Case ID: f-appx_31/html/0229-01.html
Source: Caselaw Access Project
Author: {"author": "PER CURIAM.", "license": "Public Domain", "url": "https://static.case.law/"}
Date Created: 2024-08-24T03:29:51.129683

George Sylvester FLOYD, Sr., Plaintiff-Appellant, v. Thomas E. WHITE, Secretary of the Army; Claude Williams, Adjutant General, Defendants-Appellees.
    No. 01-2435.
    United States Court of Appeals, Fourth Circuit.
    Submitted March 14, 2002.
    Decided March 21, 2002.
    George Sylvester Floyd, Sr., Appellant Pro Se. Mark David Maxwell, Office of the United States Attorney, Alexandria, Virginia, for Appellees.
    Before NIEMEYER and KING, Circuit Judges, and HAMILTON, Senior Circuit Judge.
    Dismissed by unpublished PER CURIAM opinion.
   PER CURIAM.

George Sylvester Floyd, Sr. seeks to appeal the district court’s order granting the Appellees’ motion to dismiss his Title VII action. The Appellees have moved to dismiss Floyd’s appeal as untimely. We grant the Appellees’ motion and dismiss the appeal for lack of jurisdiction because Floyd’s notice of appeal was not timely filed.

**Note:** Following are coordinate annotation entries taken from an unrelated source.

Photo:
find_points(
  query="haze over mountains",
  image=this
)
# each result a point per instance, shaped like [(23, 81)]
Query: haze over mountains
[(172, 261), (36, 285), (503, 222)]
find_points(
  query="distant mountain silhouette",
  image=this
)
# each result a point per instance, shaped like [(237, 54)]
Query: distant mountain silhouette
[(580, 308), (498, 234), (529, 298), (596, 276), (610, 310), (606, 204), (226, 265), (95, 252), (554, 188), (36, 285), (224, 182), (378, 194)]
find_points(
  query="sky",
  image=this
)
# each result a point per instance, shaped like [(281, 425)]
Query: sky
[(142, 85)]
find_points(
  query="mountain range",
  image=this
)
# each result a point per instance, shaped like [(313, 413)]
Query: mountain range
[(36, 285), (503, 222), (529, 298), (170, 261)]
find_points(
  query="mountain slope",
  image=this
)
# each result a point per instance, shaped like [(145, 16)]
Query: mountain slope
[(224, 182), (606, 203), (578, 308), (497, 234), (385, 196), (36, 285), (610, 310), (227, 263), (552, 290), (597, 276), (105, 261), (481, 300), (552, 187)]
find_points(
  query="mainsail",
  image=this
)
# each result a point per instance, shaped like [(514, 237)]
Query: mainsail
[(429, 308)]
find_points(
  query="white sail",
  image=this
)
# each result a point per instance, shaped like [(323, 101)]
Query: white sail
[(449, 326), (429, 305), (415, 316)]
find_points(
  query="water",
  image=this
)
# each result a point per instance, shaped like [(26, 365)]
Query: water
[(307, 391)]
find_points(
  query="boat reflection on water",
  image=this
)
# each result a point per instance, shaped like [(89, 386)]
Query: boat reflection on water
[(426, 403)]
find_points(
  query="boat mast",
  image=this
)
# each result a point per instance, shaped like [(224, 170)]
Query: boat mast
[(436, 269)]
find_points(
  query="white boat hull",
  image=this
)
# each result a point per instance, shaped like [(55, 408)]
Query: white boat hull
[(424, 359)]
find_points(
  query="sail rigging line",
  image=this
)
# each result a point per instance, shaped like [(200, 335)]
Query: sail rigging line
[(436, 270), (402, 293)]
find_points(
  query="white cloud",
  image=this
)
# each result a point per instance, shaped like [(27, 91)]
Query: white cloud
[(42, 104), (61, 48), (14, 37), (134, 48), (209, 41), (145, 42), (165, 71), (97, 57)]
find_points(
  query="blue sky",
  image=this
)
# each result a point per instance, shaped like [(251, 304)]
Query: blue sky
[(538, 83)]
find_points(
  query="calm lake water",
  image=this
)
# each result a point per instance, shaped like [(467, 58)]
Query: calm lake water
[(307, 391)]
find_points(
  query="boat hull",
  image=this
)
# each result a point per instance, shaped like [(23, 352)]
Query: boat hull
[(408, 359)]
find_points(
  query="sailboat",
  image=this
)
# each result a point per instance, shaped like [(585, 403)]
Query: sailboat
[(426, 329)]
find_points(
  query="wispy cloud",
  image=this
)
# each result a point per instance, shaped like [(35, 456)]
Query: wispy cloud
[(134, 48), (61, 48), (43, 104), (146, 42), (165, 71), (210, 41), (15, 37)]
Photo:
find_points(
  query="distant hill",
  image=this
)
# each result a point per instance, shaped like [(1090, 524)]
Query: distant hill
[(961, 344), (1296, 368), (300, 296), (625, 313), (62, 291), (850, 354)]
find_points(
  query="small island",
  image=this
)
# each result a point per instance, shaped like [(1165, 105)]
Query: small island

Parties are accorded sixty days after the entry of the district court’s final judgment or order to note an appeal, see Fed. R.App. P. 4(a)(1), unless the district court extends the appeal period under Fed. R.App. P. 4(a)(5) or reopens the appeal period under Fed. R.App. P. 4(a)(6). This appeal period is “mandatory and jurisdictional.” Browder v. Director, Dep’t of Corrections, 434 U.S. 257, 264, 98 S.Ct. 556, 54 L.Ed.2d 521 (1978) (quoting United States v. Robinson, 361 U.S. 220, 229, 80 S.Ct. 282, 4 L.Ed.2d 259 (1960)).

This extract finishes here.